John C. Maxwell’s quote is appropriate in the description of an excellent teacher’s relationship with students, “They don’t care how much you know until they know how much you care.”
An excellent teacher is that rare combination of someone who builds rapport with students to better understand their academic needs and personal interests and someone who engages and inspires students to have a passion for learning. An excellent teacher engages all students by using instructional strategies that meets the learning styles of the students, allows for choice, develops global skills (collaboration, communication, critical thinking, creative problem solving, and digital literacy), and inspires students to want to learn more.

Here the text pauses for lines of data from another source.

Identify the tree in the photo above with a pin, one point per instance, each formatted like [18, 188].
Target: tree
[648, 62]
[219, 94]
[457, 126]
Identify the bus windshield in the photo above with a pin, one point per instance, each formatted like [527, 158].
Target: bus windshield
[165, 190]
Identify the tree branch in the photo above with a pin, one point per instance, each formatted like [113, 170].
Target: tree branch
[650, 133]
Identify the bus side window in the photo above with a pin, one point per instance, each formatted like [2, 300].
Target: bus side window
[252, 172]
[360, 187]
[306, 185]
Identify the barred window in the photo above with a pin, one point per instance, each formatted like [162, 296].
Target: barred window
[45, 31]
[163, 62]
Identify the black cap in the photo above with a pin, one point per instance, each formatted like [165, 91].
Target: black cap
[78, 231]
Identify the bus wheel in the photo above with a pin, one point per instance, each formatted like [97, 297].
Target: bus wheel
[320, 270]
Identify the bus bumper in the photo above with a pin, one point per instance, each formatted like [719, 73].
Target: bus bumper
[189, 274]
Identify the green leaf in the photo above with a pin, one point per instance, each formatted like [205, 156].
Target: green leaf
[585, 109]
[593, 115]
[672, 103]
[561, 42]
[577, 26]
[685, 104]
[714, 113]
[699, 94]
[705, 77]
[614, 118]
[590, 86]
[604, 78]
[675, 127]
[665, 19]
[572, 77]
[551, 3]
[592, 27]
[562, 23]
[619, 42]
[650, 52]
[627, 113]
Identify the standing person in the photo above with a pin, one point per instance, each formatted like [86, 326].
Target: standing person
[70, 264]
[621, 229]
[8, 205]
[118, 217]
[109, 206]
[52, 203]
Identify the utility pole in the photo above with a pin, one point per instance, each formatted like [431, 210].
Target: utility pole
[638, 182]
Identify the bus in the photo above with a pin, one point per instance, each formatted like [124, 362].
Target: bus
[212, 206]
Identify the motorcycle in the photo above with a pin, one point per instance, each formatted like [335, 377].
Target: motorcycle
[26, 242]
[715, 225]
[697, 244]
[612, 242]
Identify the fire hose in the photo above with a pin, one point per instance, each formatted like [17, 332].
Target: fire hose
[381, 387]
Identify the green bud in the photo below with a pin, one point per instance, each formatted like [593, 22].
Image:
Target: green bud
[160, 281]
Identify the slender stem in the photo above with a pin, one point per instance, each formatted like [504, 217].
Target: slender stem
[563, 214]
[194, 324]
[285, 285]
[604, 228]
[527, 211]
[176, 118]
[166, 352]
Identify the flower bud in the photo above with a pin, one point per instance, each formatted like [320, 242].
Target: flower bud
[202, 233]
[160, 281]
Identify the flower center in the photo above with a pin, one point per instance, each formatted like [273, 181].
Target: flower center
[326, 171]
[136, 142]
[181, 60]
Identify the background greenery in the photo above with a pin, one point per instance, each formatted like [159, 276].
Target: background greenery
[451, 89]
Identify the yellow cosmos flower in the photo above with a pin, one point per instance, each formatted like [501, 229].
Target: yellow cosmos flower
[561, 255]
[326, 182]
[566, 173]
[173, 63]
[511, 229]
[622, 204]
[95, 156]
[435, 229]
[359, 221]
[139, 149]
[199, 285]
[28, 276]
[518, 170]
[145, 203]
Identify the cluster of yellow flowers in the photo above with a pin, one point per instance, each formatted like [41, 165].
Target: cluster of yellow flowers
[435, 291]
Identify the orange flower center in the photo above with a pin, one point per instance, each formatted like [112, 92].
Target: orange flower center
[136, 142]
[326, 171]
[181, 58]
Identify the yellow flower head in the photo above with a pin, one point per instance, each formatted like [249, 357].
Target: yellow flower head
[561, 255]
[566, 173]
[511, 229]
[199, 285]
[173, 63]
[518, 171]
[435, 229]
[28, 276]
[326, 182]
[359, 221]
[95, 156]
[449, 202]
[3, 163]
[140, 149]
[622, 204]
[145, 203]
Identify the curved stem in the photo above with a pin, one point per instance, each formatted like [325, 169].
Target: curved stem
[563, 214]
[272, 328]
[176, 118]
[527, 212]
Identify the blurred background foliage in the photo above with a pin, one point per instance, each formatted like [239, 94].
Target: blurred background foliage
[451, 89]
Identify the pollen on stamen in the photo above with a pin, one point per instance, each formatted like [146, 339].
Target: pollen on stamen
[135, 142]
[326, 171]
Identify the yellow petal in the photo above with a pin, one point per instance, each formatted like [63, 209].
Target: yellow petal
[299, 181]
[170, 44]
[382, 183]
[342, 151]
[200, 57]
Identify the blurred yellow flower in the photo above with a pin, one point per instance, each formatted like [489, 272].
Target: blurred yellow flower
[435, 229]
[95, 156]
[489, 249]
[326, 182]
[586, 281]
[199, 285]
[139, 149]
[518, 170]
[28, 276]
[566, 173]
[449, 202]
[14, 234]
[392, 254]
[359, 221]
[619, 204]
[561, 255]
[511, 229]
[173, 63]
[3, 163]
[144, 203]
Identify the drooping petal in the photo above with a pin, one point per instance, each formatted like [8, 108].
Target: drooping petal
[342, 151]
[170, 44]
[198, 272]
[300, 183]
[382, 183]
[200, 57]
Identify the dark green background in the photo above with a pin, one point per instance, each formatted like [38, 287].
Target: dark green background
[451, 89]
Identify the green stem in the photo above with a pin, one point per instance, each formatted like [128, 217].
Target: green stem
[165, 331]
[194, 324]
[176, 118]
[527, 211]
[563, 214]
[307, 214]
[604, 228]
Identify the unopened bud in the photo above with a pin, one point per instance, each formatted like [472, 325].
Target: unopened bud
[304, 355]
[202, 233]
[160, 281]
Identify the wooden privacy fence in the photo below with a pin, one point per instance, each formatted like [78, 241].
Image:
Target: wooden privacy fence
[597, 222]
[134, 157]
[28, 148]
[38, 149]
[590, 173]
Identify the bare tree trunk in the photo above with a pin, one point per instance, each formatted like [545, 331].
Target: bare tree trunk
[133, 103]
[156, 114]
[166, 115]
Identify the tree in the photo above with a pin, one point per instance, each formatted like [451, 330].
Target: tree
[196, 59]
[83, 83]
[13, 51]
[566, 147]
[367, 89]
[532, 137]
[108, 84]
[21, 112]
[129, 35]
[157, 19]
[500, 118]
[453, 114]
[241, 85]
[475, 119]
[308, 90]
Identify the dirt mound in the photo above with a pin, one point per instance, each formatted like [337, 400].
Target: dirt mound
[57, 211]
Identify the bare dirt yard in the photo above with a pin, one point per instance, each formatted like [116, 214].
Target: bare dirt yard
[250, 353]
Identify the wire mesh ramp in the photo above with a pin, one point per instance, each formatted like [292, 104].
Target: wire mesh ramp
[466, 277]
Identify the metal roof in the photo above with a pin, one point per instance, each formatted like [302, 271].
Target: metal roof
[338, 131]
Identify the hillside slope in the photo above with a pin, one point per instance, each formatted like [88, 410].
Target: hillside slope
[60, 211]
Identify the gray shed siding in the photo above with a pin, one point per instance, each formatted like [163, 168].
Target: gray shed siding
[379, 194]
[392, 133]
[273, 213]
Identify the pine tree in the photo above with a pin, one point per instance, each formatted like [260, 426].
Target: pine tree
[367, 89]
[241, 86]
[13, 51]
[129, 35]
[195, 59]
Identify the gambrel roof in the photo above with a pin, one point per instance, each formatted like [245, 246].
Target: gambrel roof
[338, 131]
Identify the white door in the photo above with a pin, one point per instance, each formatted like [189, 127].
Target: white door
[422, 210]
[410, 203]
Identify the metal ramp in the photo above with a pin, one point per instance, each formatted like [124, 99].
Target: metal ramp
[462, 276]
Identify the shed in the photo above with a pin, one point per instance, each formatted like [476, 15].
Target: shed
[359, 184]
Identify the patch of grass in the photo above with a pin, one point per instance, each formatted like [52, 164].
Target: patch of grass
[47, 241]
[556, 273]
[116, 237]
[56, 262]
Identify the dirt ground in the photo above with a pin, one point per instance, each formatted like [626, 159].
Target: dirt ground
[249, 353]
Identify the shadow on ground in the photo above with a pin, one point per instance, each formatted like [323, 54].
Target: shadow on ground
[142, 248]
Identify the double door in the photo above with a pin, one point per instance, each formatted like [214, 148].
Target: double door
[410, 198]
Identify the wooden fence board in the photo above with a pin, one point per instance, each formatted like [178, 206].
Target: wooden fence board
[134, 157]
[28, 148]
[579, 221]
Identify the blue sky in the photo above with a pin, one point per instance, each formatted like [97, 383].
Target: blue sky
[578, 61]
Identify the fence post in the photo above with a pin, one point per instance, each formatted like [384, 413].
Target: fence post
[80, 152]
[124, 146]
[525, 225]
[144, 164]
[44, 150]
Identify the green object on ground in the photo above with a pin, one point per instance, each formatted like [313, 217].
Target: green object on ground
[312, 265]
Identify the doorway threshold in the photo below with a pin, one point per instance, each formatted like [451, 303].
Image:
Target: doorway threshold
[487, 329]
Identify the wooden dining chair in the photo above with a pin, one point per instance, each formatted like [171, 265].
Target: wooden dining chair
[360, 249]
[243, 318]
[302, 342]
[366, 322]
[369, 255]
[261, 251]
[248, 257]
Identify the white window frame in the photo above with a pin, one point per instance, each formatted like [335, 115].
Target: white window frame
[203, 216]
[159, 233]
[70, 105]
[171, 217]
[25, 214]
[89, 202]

In this age of standardized testing, do we really have teachers like that anymore? Teachers who infuse a variety of strategies in each lesson. Teachers who allow choice in the classroom. Teachers who develop global skills (of today – not 60 years ago). Teachers who inspire their students. Of course, we do. They are everywhere – in every school, in every district, in every state. Some of these teachers are easy to find because they work for administrators who inspire their teachers and promote these same strategies in the classroom. Unfortunately, many have to play the “dog and pony show” game when administration comes to call. Many must hide their innovative instruction behind the closed door of the classroom. Many are chastised for having a chaotic and unruly classroom because students are communicating, moving around, and working on different activities while the teacher facilitates learning.
Where are all of the “excellent” teachers? Some are retiring – for it is difficult to fight the system. Some are hiding – for it is easier to play the game when admin visit than to fight a losing battle. Some are no longer teaching – for sticking to their principles cost them the ultimate price. Some are happily teaching – for they were fortunate enough to work in schools and districts with foresight. Some are sitting in classrooms – for they haven’t yet completed their education in teacher preparation.
My hope for those future teachers is that they work in districts where the administrators appreciate collaboration and digital literacy, critical thinking and creative problem solving. Where administration provides opportunities for positive feedback, support, and growth. Our only hope is to “replenish” our retiring excellent teachers with new ones . . . and keep them.